I’m wondering if this relationship, already – after just four games – will define this season. In fact, it reminds me of a feared combination from another sport and another era. Although much lampooned these days for their lack of success, the Chicago Cubs once possessed a fearsome infield back in the ‘twenties, consisting of Joe Tinker, Johnny Evers and Frank Chance. It was so common for this trio to work double-plays which nullified opposition bats, that a New York Giants writer once penned a few lines in grim honour of their combined prowess on the baseball diamond.

Baseball’s Sad Lexicon. 

These are the saddest of possible words:

“Tinker to Evers to Chance.”

Trio of bear cubs, and fleeter than birds,

Tinker and Evers and Chance.

Ruthlessly pricking our championship bubble,

Making a Giant hit into a double –

Words that are heavy with nothing but trouble:

“Tinker to Evers to Chance.”

Maybe there will be a similar version of this in honour of our players.

“Words that are heavy with nothing but trouble; Eden to Cesc to Costa.”

Then, a break up field from Gomis – the Chelsea defence pushed on, too square, guilty of ball-watching – but thankfully the advancing Courtois did enough to nullify the striker’s effort, which dropped wide and out of danger.

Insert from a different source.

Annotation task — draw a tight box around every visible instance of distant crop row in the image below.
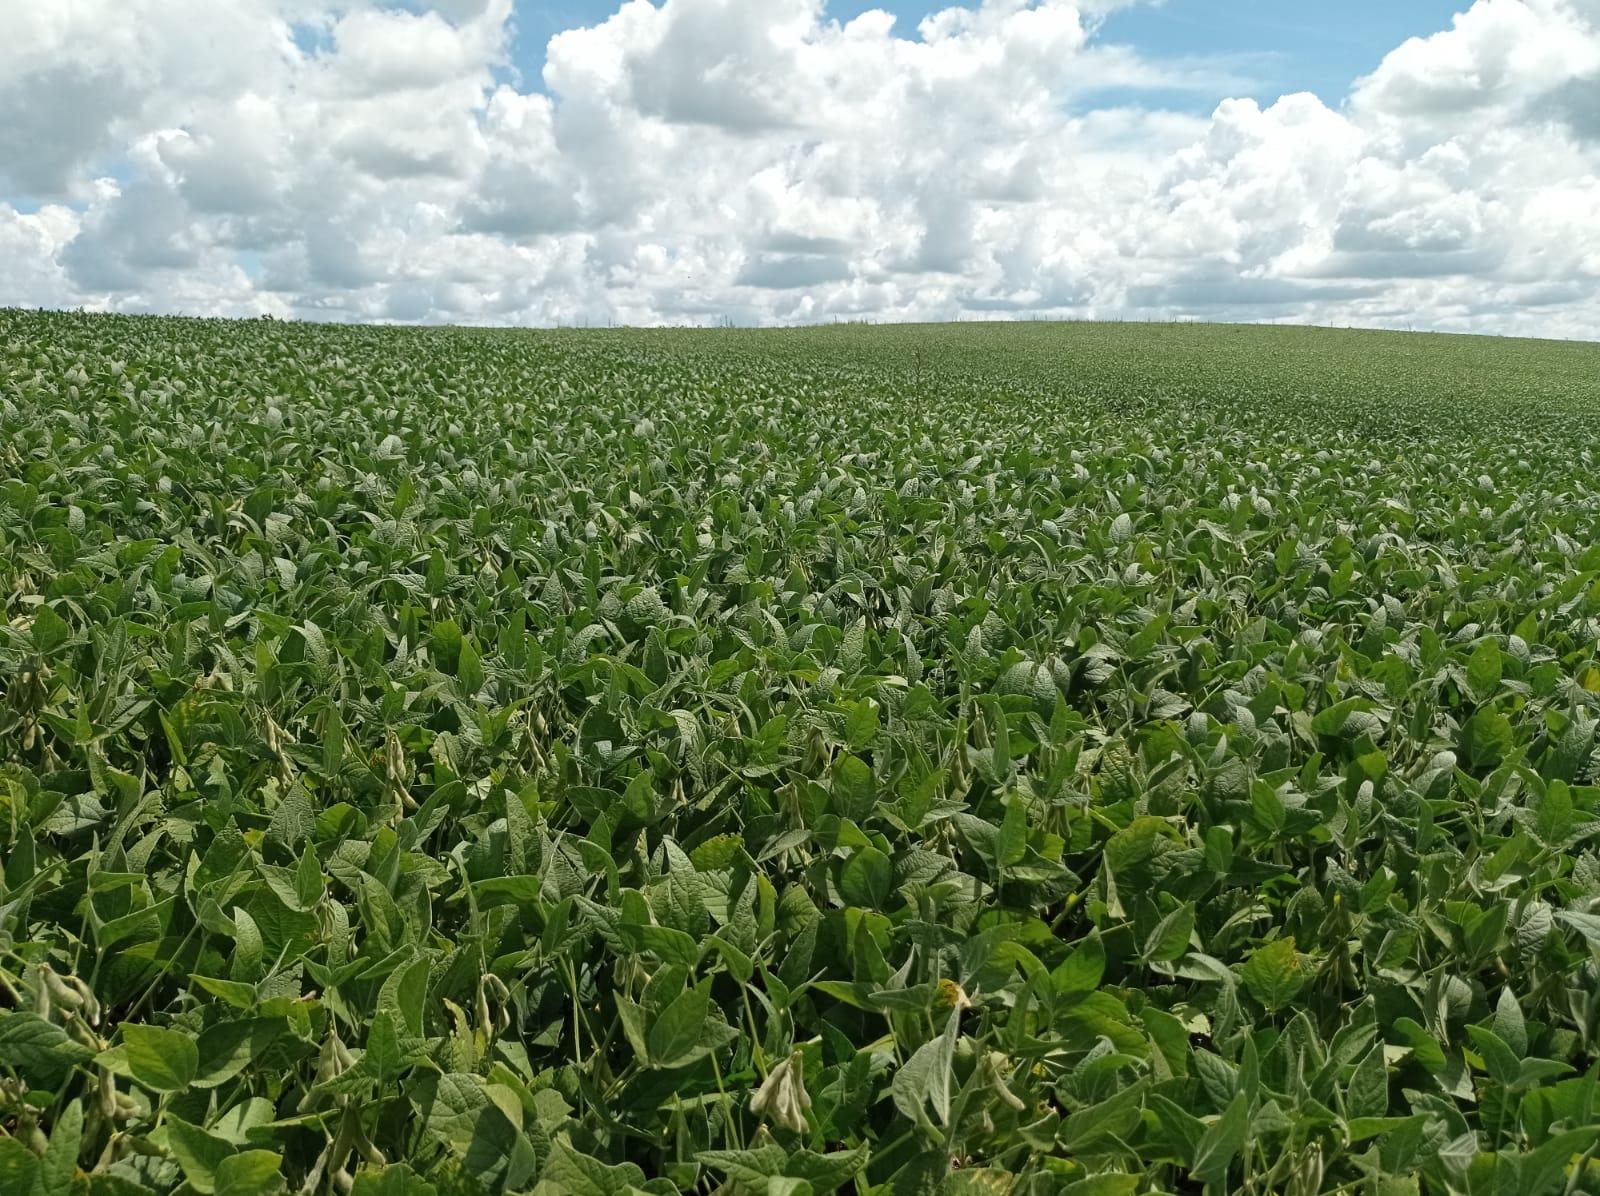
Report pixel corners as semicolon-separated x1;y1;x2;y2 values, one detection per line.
3;310;1600;1195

With twenty minutes remaining, solid Chelsea pressure resulted in the ball being pushed square to Ramires. His rather scuffed shot was turned in by the lurking Diego Costa. We roared once more.

3-1, Diego Costa seven goals in five.

But no leap this time.

For the middle period of the second-half, we purred. Although Oscar was not heavily involved, he treated us to several impudent back-heels, including one on goal. Eden Hazard was full of fire and fun. The difference compared to our limp first-half show was huge.

Mourinho replaced the hat-trick hero Diego Costa with new signing Loic Remy, who is taller and leaner than I remembered him last season. Obviously, Diego Costa was given a fine sending off as he left the pitch :

“Diego! Diego! Diego!”

Remy soon shot over the bar, but he looked undeterred and confident.

When Gomis was substituted by the Swansea manager Garry Monk, many in the Stamford Bridge crowd clapped him off. I joined in. This is a rare occurrence these days and I think it was great; Lord Attenborough would have approved I am sure.

Eden Hazard then ran and ran and ran at the bewildered Swansea defence before abruptly stopping, then turning, then setting up Oscar to, in turn, play the ball to the substitute Remy. I watched as the ball was met with a confident swing of the right leg. In my mind, after the events of the previous twenty minutes, a goal was a foregone conclusion.

4-1.

You beauty.

There was still time for a final twist, with Chelsea’s defence sleeping and a goal for Shelvey, who neatly rolled the ball past Courtois after a defence-splitting pass from substitute Bony.

What a great game of football. Swansea City are a fine team. I genuinely wish them well this season.

Meanwhile, their fans over in the far corner had the last word as the game entered the last few minutes.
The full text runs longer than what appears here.